We are fortunate enough to live in a place where we can grow much of our salad greens outside year round (well, almost).
Mostly we depend on Russian Kale to keep us in greens over winter and if you check out our Town Lot Farm Salad recipe you’ll discover the secret to loving kale as a salad green. The nice thing about Russian Kale is that it doesn’t mind a bit of frost and just shrugs off the snow. It goes into a sort of suspended animation and shuts down temporarily. But as soon as temps climb above freezing, it starts to grow again.
The other nice thing about Russian Kale is that it readily goes to seed – and we let it. Well we used to until we discovered that it naturalized so much in our compost that it almost became the predominant weed in our garden. Now we limit it to just one or two plants going to seed to save for the next year. We then chip and compost them and so our soil mixture still has lots and lots of kale seeds in it. This is fun as kale pops up everywhere and all we have to do is transplant some of it into our salad garden from time to time for year round greens.
That’s the easy part. Lettuce is a little more challenging, but not much.
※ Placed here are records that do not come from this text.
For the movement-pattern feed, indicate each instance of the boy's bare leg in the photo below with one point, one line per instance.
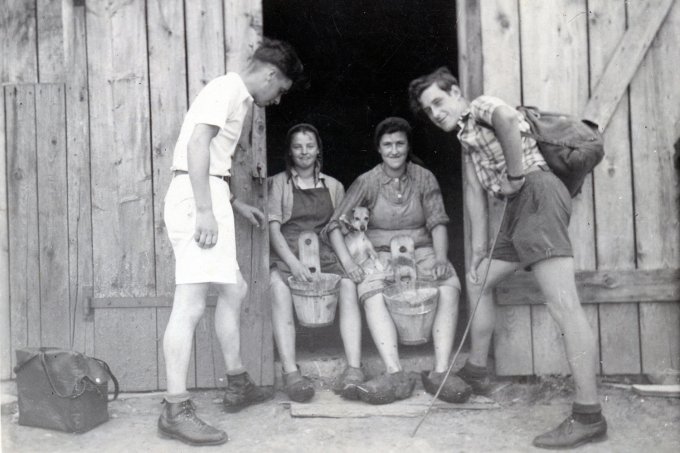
(187, 308)
(228, 321)
(484, 319)
(556, 278)
(350, 322)
(444, 327)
We have zeroed in on mainly two types of lettuce. We like the frilly stuff because it retains our oil and vinegar dressing better and is very pretty. So frilly red-leaf and frilly green-leaf predominate. Again we let a couple of plants of each variety go to seed and harvest these. But young lettuce plants are very fragile and so we start them in flats in our greenhouse to keep them safe from slugs’ voracious appetites.
Once they are somewhat mature, they can keep up with the slugs appetite – especially now that the invasive Wall Lizards have spent a couple of seasons feasting on slug eggs. We find that often we can overwinter our September lettuce plantings in the hothouse or a cold frame. They don’t really produce much lettuce but are strong and ready to go in March when the last of the frost has passed.
Lettuce does like cool weather – that is it prevents the plants from bolting too quickly. But once they do, we simply start another batch. Generally we grow about three batches a year. We also grow a few plants of mustard greens, arugula, chicory.